The next step is to come up with a plan to tackle our mortgage.


get and stay out of debt


If you’re reading this I hope that you are either A) out of debt and want to stay that way *high five* or B) trying to get out of debt and educating yourself with some new tips.

Let’s get debt-free and stay that way together. Are you using any other ways you’d like to share with us? Comment below 🙂






44 thoughts on “6 Simple Ways to Stay Out of Debt”

  1. Yay!! You’re so close! Super excited for you all! There is nothing like being debt free. Love your tips. We have implemented most of them but could do better. Thanks for the encouragement!

  2. I am absolutely not a saver! I simply can not do it. But I’m a great bill payer! So I’ve just come to terms with this aspect of me.
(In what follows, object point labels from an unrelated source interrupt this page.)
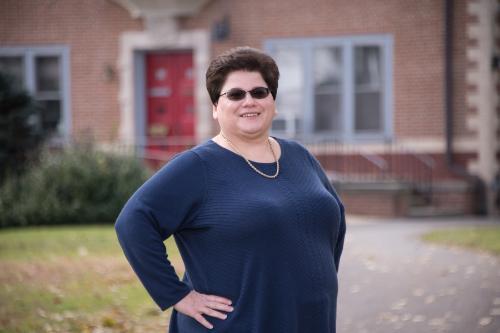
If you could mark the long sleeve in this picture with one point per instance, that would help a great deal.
(163, 205)
(339, 245)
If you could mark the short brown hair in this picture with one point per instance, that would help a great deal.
(241, 58)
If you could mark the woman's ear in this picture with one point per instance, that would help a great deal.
(214, 111)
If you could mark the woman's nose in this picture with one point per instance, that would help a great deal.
(248, 100)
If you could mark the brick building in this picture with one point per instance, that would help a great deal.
(398, 99)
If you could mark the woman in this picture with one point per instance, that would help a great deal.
(258, 225)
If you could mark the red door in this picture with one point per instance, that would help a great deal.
(169, 104)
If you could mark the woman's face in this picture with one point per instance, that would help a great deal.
(249, 117)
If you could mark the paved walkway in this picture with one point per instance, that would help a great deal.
(390, 281)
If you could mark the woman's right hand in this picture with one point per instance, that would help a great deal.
(195, 305)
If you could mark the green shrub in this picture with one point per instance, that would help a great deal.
(21, 132)
(77, 185)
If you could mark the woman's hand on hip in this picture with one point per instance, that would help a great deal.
(195, 305)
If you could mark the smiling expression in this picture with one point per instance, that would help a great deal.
(250, 117)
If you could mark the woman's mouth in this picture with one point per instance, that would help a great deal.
(250, 114)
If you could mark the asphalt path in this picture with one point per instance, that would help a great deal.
(391, 281)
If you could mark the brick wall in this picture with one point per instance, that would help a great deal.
(417, 27)
(91, 29)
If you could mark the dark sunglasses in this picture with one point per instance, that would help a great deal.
(238, 94)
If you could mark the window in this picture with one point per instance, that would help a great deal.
(334, 88)
(44, 73)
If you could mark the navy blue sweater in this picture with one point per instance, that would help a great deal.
(272, 246)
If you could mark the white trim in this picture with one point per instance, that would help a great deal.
(347, 43)
(131, 46)
(29, 53)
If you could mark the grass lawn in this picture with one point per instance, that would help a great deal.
(73, 279)
(478, 238)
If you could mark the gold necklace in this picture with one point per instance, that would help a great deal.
(250, 163)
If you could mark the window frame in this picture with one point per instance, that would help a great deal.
(28, 55)
(347, 44)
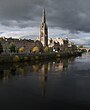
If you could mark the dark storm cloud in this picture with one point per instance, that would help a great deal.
(67, 14)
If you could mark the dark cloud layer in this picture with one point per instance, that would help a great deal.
(67, 14)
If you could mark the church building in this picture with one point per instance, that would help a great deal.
(44, 30)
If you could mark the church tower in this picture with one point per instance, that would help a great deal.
(44, 30)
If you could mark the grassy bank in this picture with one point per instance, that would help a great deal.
(35, 56)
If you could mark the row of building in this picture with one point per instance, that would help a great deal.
(57, 44)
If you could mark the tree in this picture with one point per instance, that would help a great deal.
(80, 46)
(1, 48)
(22, 49)
(12, 47)
(46, 49)
(35, 49)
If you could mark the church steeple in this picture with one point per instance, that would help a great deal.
(44, 30)
(44, 16)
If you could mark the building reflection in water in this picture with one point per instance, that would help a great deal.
(21, 69)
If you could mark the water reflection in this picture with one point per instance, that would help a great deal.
(42, 69)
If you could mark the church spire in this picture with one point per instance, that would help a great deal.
(44, 16)
(44, 30)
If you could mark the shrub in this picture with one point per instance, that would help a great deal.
(46, 49)
(16, 58)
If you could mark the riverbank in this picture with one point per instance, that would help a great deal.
(36, 56)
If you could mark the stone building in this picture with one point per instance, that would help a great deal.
(44, 30)
(27, 44)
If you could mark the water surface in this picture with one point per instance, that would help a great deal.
(60, 84)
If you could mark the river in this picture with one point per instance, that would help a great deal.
(60, 84)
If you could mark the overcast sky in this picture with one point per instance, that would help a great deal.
(65, 18)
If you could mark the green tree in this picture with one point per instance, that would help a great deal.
(12, 47)
(46, 49)
(36, 49)
(1, 48)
Our goal is for my husband to retire in about 10 years at age 55. In order to do this we need to be completely debt free. No mortgage, no car payments, NOTHING! Hoping we make it!

  3. Lol my husband is like you. However, we love to travel so we’ve been using that as an incentive to save/attempt to spend less.

  4. Great tips! My career involved financial management and I always try to help my friends and family with tips like these. Glad you are sharing what you have learned, it’s so helpful!

  5. That is wonderful. So many people think talking about money is taboo, but I love learning how to save and make more money.

  6. Eating out is a big one we need to work on. Another tip I have is to nurture your relationship with your spouse as you have these discussions. Money is a huge trigger for fighting in a lot of marriages. If you can’t talk about it together, go to counseling for help. It is worth it to save your finances!

  7. Kristen you are so right. That is great advice. My husband is a spender and I’m a saver so we’ve had our fair share of fights. We’ve really compromised and found what works for us.

  8. Great tips! We recently refinanced to pay off all cc debt, personal loans, and the car loan. Having a budget and the envelope system has been key to keeping us on track. I tried using the credit card/cash-back route but it was way too easy to fall behind on paying it off in full each month, or make large purchases on the idea of “we’ll find the money for it”. Congrats on getting your small debts paid off ~ what a great feeling!

  9. These are great tips, and also puts you in a much more safe position if you have a job loss or pretty severe medical emergency and can’t work. Thanks!

  10. Such great information! Proud of you for working so hard on becoming debt free. We get a little closer each year , but sometimes it just seems unattainable. We’ve always been very frugal bc we’ve had to, yet somehow we have a hard time making big strides. Someday…

  11. thank you! I know what you mean. We are so close, yet with all of the end of the year and holiday expenses it still seems far away.